Sementara kritik saya terhadap pihak wisudawan, permasalahan yang sebenarnya terbatas pada masalah wisuda, sayangnya digunakan oleh sebagian wisudawan untuk narasi yang lebih besar. Ketidakpercayaan pada Presiden dan hal-hal semacamnya pun dipublikasi ke sana dan kemari dan menimbulkan keributan yang semakin tidak terkontrol.  Padahal untuk melakukan ini ada mekanisme yang telah diatur dalam Undang-Undang melalui jalur resmi, tanpa perlu membuat huru-hara di tengah-tengah publik masisir. Sesuatu yang lagi-lagi, merupakan nilai dasar organisasi PPMI Mesir dan pergerakan kemahasiswaan Indonesia di Mesir.

Lalu bagaimana penyelesaiannya? Pertama yang perlu dilakukan oleh aktor-aktor ini adalah untuk menjaga lisan dan tangannya dari menyebarkan kebencian dan api permusuhan di tengah-tengah masisir. Selain melelahkan, hal ini juga merusak nilai yang harus kita sebagai masisir perjuangkan. Selain itu, hal-hal semacam ini akan dinilai wajar dan akan terwariskan pada para aktivis masisir generasi berikutnya.
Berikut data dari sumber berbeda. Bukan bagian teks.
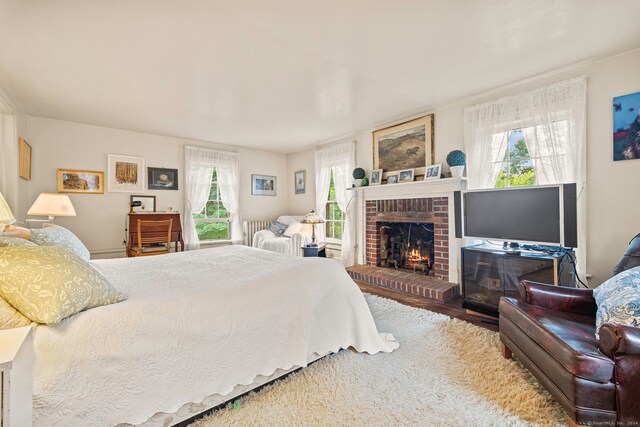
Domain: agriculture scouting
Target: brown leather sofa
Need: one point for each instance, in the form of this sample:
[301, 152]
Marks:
[551, 330]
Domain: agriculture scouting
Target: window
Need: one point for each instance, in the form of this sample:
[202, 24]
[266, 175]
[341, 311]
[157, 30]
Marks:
[334, 216]
[213, 222]
[517, 165]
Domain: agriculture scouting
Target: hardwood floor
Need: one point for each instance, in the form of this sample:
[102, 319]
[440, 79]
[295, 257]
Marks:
[452, 308]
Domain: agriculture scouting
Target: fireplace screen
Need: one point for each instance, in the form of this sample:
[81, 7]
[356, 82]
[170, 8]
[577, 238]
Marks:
[407, 245]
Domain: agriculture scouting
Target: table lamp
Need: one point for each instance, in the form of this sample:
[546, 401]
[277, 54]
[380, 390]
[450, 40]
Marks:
[6, 216]
[313, 218]
[52, 205]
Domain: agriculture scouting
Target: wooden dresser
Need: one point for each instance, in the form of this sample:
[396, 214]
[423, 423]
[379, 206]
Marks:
[176, 228]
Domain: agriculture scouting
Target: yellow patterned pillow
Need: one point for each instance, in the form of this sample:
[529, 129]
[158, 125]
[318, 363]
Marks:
[10, 317]
[48, 283]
Sesuatu yang menurut saya adalah tragedi yang menyedihkan. Untuk aktivis generasi baru catat: aktivitas penyebaran kebencian bukan budaya yang patut untuk dinormalisasi, ini sesuatu yang harus diubah!

Berikutnya, jika ada pihak-pihak yang memang merasa dirugikan, selesaikanlah dengan sikap ksatria, jalani proses yudikasi yang telah diatur. Jika sudah ada kesepakatan kedua belah pihak maka bermaafanlah dan jangan bawa lagi narasi yang tidak-tidak ke publik. Sungguh ini merupakan sikap pengecut yang nyata. Ini berlaku bagi semua pihak tidak terkecuali.

Hal terakhir yang ingin saya sampaikan adalah bahwa terlepas dari siapa yang paling bertanggung jawab terhadap permasalahan ini, huru-hara ini sebenarnya memotret apa yang keliru dari masyarakat masisir kita; kegelisahan pada hal yang “remeh-temeh”. Coba bandingkan kerusuhan yang terjadi dalam peristiwa ini dengan kerusuhan masisir saat berbicara tentang permasalahan umat islam di seluruh dunia, apakah bisa dibandingkan? Sama sekali tidak. Atau coba bandingkan dengan masisir saat berbicara permasalahan bangsa Indonesia, apakah bisa dibandingkan? Sama sekali tidak. Atau jangan jauh-jauh, bandingkan kegelisahan ini dengan obrolan mengenai nasib masisir yang tidak jarang merupakan teman satu syaqqah kita yang kesulitan secara ekonomi. Sama sekali tidak bisa dibandingkan!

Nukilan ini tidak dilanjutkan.